Employers that reduce the risk of their pension plans could face a new requirement: disclosing basic information about the transactions to the Pension Benefit Guaranty Corp. as part of paying their annual premium to the federal agency.

If the Office of Management and Budget approves the proposal, the risk-transfer disclosure requirement would affect 2015 premium filings, which for most employers are due Oct. 15.

In cases when employers offer to convert plan participants' monthly annuity to a cash lump sum, employers would have to answer four questions: how many plan participants not in pay status, such as retirees, were offered the option and how many took it. The same questions for employees in pay status also would have to be answered.

In cases when employers buy a group annuity from an insurer and the insurer then provides the pension benefits to participants, the employer would have to report how many participants were in pay status and how many were not when the annuity was purchased.

However, employers could disregard annuity purchases and lump sum benefit offers made less than 60 days before the PBGC premium filing was made. Initially, the agency had proposed a 30-day cutoff, but expanded the cutoff amid suggestions from employer groups that 30 days was too short, a change welcomed by employer groups.

The ERISA Industry Committee “supports the more reasonable time frame the PBGC will use for purposes of counting annuity and/or lump sum purchases in these circumstances. We want to ensure that the data collection is accurate and reflective of the transactions covered in the notice,” said Kathryn Ricard, the Washington-based benefits lobbying organization's senior vice president of retirement policy.

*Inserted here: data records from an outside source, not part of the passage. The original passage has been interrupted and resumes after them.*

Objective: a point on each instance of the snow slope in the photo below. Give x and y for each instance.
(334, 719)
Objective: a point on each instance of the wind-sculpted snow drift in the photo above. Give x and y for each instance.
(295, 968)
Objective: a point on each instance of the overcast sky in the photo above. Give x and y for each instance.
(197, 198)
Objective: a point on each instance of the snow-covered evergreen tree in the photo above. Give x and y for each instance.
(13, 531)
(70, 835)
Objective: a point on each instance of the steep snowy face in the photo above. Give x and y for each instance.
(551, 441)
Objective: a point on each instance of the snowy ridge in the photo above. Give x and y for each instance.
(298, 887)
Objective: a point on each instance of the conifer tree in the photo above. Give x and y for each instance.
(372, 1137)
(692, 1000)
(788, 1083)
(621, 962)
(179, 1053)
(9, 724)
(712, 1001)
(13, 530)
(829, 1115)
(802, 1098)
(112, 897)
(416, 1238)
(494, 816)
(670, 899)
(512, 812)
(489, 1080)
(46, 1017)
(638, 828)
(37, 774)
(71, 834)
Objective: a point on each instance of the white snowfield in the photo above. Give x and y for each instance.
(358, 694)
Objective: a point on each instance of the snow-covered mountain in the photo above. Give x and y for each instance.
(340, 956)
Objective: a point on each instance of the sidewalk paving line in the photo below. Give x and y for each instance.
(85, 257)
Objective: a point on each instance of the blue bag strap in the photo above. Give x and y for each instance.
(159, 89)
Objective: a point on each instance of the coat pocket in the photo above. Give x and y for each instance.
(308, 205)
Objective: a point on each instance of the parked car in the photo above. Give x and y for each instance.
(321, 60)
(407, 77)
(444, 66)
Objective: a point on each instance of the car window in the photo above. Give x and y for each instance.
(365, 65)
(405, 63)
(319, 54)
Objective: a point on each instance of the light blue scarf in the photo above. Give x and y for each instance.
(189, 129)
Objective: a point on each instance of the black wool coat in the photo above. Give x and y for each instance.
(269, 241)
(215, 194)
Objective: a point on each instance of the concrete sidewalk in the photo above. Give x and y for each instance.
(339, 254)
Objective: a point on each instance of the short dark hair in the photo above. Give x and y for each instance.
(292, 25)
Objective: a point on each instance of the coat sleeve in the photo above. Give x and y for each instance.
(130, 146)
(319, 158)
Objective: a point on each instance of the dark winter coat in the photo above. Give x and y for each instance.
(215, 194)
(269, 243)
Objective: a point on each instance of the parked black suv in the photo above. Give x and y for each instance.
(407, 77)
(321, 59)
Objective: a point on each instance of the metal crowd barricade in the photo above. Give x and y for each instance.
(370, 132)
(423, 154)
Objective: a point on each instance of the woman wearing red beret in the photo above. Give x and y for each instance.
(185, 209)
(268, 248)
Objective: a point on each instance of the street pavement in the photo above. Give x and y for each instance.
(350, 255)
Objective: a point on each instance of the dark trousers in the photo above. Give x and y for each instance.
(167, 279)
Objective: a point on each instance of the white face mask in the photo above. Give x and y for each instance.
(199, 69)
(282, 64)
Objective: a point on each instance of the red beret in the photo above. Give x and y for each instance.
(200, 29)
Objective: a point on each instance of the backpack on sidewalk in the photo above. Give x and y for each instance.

The answers to the PBGC questions would relate to lump sum offers and annuity purchases that occurred in 2014 and those in 2015 that occurred 60 days prior to when plan sponsors made their PBGC premium payments.

In succeeding years, it is widely expected that risk-transfer information for a one-year period would be required.

The proposed requirement to file the risk-transfer information comes amid a surge of employers over the last few years who have engaged in such transactions.

The potential effect of such transactions on the PBGC's premium base was the driving force behind the move to obtain risk-transfer information.

Risk transfers “deserve PBGC's attention because, among other things, they lower the participant count and reduce premium income,” the agency said last week in a filing with OMB. “Premium losses have the potential to degrade PBGC's ability to carry out its mandate” to guarantee benefits.

Employer groups concur that the PBGC needs the information. “We are open-minded about it. De-risking has an impact on the PBGC premium income base, and the PBGC wants to know what that impact will be,” said Lynn Dudley, senior vice president of global retirement and compensation policy at the American Benefits Council in Washington.